A la veille de l'audition, Instagram avait annoncé une série de mesures censées renforcer la protection des plus jeunes. L'application va notamment empêcher les utilisateurs de mentionner dans leurs publications des adolescents qui ne sont pas abonnés à leur profil. Le réseau social va aussi proposer, en mars 2022, des outils pour permettre aux parents de voir combien de temps leurs enfants passent sur l'application et instaurer des limites.

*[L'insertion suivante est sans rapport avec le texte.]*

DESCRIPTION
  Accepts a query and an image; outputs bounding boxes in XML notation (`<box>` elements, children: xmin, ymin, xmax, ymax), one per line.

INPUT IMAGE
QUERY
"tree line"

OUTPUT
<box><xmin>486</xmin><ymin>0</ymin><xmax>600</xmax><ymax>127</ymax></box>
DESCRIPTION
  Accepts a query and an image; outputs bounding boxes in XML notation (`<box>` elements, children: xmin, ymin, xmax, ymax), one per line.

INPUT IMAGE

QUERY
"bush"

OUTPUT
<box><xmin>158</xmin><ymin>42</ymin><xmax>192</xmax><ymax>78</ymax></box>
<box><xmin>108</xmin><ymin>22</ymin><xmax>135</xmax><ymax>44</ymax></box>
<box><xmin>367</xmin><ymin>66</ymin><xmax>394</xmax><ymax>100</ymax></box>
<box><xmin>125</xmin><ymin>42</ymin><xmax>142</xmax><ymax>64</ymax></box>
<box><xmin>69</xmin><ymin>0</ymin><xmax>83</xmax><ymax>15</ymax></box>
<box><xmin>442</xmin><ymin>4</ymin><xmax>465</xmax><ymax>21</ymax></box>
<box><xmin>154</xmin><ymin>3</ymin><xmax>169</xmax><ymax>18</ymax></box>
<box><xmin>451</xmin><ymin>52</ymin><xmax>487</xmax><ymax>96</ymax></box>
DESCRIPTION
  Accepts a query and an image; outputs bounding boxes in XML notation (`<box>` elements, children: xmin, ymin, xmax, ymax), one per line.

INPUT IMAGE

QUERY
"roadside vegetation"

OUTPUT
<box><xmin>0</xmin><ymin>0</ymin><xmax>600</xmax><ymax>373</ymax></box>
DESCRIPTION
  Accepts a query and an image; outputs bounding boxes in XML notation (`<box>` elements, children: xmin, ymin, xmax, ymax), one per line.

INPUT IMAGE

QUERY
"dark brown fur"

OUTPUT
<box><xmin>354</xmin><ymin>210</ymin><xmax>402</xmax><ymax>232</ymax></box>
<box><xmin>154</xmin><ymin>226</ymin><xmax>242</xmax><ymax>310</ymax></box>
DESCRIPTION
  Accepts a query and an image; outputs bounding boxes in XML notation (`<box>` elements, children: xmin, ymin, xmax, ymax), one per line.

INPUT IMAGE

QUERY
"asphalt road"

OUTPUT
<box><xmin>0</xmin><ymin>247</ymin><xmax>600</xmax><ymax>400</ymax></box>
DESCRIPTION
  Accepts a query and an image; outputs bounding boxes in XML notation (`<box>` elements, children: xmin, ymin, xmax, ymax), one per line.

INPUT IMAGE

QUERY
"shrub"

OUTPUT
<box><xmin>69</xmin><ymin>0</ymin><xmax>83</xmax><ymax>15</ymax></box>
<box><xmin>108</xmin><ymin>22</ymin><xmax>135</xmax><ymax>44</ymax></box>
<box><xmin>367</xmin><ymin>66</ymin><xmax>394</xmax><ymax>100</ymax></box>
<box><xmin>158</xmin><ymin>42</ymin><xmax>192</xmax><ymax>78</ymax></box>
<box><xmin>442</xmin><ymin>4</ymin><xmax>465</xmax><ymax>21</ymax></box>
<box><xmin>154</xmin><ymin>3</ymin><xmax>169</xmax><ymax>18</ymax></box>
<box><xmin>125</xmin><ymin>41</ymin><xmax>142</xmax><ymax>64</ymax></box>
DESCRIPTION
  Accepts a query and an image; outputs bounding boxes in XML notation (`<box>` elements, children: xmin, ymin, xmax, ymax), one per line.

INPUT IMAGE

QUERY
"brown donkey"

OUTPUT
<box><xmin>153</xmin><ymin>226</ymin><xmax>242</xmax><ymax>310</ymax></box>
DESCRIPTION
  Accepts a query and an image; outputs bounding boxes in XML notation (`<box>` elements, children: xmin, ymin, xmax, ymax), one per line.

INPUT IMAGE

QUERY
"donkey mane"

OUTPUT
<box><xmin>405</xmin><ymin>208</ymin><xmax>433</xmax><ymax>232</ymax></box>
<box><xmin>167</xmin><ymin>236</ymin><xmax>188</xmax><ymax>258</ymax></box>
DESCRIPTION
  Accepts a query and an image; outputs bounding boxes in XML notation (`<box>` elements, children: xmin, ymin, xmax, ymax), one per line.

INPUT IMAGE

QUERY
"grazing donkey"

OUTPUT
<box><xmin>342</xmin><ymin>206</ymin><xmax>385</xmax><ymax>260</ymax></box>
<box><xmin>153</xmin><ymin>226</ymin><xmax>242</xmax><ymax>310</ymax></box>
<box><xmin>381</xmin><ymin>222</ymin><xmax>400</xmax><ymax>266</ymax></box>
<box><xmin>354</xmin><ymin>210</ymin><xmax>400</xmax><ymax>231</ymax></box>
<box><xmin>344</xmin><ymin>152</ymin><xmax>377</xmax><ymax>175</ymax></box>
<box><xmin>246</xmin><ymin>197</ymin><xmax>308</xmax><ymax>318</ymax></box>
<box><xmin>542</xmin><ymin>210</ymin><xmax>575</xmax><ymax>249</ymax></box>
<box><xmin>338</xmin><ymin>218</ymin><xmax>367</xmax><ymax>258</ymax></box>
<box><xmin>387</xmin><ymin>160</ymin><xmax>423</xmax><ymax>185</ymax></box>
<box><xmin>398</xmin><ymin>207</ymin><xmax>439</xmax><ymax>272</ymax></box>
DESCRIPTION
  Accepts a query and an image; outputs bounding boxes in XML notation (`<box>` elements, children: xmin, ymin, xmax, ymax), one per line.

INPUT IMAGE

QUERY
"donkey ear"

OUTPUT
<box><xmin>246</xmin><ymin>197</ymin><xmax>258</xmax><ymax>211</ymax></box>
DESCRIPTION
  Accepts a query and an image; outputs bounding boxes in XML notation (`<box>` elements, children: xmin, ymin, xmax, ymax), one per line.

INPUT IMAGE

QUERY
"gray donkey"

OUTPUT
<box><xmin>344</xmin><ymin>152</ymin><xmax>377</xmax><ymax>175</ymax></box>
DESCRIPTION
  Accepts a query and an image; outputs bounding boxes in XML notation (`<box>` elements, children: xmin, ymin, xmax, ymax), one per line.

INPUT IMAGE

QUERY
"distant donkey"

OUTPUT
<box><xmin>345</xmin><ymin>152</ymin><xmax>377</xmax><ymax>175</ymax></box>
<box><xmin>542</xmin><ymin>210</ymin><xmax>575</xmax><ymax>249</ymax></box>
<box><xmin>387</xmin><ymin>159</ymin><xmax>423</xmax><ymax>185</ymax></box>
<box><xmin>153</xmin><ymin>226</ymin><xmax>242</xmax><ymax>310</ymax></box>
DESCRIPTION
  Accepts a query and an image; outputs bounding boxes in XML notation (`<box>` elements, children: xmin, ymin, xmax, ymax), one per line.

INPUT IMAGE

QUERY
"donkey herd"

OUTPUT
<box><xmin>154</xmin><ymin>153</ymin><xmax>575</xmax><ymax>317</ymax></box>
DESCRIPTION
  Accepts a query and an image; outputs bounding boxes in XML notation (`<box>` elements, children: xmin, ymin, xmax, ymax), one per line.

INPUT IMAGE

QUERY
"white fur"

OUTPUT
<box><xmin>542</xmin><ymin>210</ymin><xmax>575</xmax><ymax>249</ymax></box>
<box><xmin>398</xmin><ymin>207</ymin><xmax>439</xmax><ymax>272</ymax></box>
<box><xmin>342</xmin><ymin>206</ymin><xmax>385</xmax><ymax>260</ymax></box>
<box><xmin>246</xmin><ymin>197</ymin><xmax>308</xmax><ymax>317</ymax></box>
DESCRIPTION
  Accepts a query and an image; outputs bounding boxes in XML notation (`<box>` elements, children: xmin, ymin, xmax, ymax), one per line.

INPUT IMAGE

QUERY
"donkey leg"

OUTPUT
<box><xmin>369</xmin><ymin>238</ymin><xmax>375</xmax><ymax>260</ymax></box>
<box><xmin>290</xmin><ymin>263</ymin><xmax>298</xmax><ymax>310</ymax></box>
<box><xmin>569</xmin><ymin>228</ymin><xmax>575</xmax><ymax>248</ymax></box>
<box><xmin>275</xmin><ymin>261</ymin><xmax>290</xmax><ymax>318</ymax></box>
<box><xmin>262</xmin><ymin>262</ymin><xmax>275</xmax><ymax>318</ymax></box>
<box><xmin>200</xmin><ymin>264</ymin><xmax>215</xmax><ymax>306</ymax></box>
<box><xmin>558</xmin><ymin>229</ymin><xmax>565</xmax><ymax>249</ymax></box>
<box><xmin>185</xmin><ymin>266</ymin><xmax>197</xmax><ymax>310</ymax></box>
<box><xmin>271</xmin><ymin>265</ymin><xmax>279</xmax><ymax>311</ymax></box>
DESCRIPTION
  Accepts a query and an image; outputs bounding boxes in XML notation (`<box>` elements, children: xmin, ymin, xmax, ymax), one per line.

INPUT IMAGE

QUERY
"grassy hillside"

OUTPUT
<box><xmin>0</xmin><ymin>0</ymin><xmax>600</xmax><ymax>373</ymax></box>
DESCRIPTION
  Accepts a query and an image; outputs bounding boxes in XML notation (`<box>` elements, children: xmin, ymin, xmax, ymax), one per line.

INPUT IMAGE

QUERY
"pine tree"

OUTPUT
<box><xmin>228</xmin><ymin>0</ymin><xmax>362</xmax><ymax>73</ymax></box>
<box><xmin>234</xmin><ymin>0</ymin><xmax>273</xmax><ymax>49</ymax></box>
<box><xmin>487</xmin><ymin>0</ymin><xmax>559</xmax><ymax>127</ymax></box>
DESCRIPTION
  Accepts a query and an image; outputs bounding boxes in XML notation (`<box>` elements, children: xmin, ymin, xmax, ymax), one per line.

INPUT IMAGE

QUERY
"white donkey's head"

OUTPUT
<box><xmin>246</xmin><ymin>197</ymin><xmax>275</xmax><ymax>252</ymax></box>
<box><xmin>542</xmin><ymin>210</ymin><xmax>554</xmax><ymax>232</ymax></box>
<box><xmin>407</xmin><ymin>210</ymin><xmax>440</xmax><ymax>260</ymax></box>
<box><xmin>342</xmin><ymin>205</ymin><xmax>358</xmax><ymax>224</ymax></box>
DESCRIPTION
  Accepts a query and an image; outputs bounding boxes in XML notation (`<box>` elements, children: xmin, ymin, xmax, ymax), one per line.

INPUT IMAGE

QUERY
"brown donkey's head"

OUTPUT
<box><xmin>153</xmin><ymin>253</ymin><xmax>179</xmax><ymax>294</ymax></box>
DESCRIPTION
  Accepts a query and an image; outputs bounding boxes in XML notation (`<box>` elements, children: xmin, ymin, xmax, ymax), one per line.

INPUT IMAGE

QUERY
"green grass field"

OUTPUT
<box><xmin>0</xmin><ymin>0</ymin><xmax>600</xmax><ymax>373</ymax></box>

 Face aux critiques qui visent son concurrent, Snapchat, une application de partage de vidéos et de photos très prisée des jeunes, a annoncé à son tour des mesures autour de la lutte contre la drogue sur sa plateforme. La plateforme va renforcer «l'équipe qui répond aux demandes de la police et autres autorités sur les questions liées aux contenus illicites», indique Snapchat qui combine plusieurs moyens à disposition, notamment grâce à l'intelligence artificielle, la modération humaine et les signalements des utilisateurs.

Dans le cadre de la prévention, Snapchat annonce la mise en place d'un portail, baptisé «Heads Up», visant à «sensibiliser les utilisateurs sur les risques liés à la drogue et aux addictions».